Data-driven Practical Stabilization of Nonlinear Systems via Chain Policies: Sample Complexity and Incremental Learning
Roy Siegelmann, Enrique Mallada
TL;DR
The paper addresses data-driven stabilization of nonlinear Lipschitz systems by introducing Nonparametric Chain Policies (NCPs) that select finite-duration controls from a stored trajectory library via a normalized nearest-neighbor rule. Central to the guarantees are Recurrent Control Lyapunov Functions (R-CLFs), which enable certificates of practical exponential stabilization without full Lyapunov function construction. The authors establish explicit sample-complexity bounds scaling as $O\left((3/\rho)^d \log(R/c)\right)$ and show that NCPs admit incremental learning, allowing new data to enlarge certified regions or improve convergence rates without re-optimizing. Numerical experiments on a unicycle and an inverted pendulum illustrate the method’s effectiveness, incremental learning capability, and the trade-off between convergence rate and data requirements.

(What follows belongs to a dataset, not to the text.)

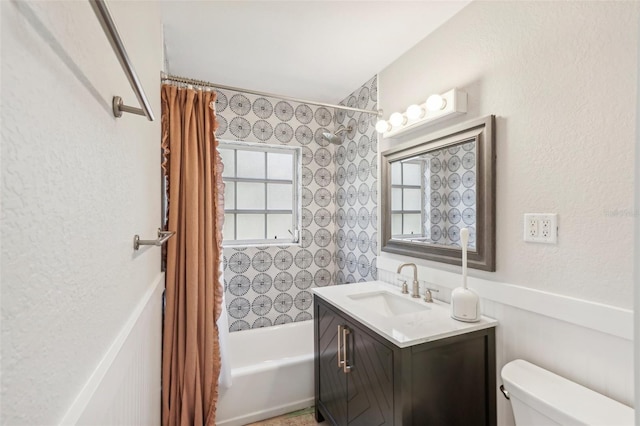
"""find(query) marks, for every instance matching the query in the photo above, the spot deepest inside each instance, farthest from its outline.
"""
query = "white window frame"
(296, 207)
(402, 186)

Overall, the work presents a scalable, data-driven framework for certified stabilization with transparent data-accuracy guarantees and progressively improvable performance.
Abstract
We propose a method for data-driven practical stabilization of nonlinear systems with provable guarantees, based on the concept of Nonparametric Chain Policies (NCPs). The approach employs a normalized nearest-neighbor rule to assign, at each state, a finite-duration control signal derived from stored data, after which the process repeats. Unlike recent works that model the system as linear, polynomial, or polynomial fraction, we only assume the system to be locally Lipschitz. Our analysis builds on the framework of Recurrent Lyapunov Functions (RLFs), which enable data-driven certification of practical stability using standard norm functions instead of requiring the explicit construction of a classical Lyapunov function. To extend this framework, we introduce the concept of Recurrent Control Lyapunov Functions (R-CLFs), which can certify the existence of an NCP that practically stabilizes an arbitrarily small c-neighborhood of an equilibrium point. We also provide an explicit sample complexity guarantee of O((3/rho)^d log(R/c)) number of trajectories, where R is the domain radius, d the state dimension, and rho a system-dependent constant. The proposed Chain Policies are nonparametric, thus allowing new verified data to be readily incorporated into the policy to either improve convergence rate or enlarge the certified region. Numerical experiments illustrate and validate these properties.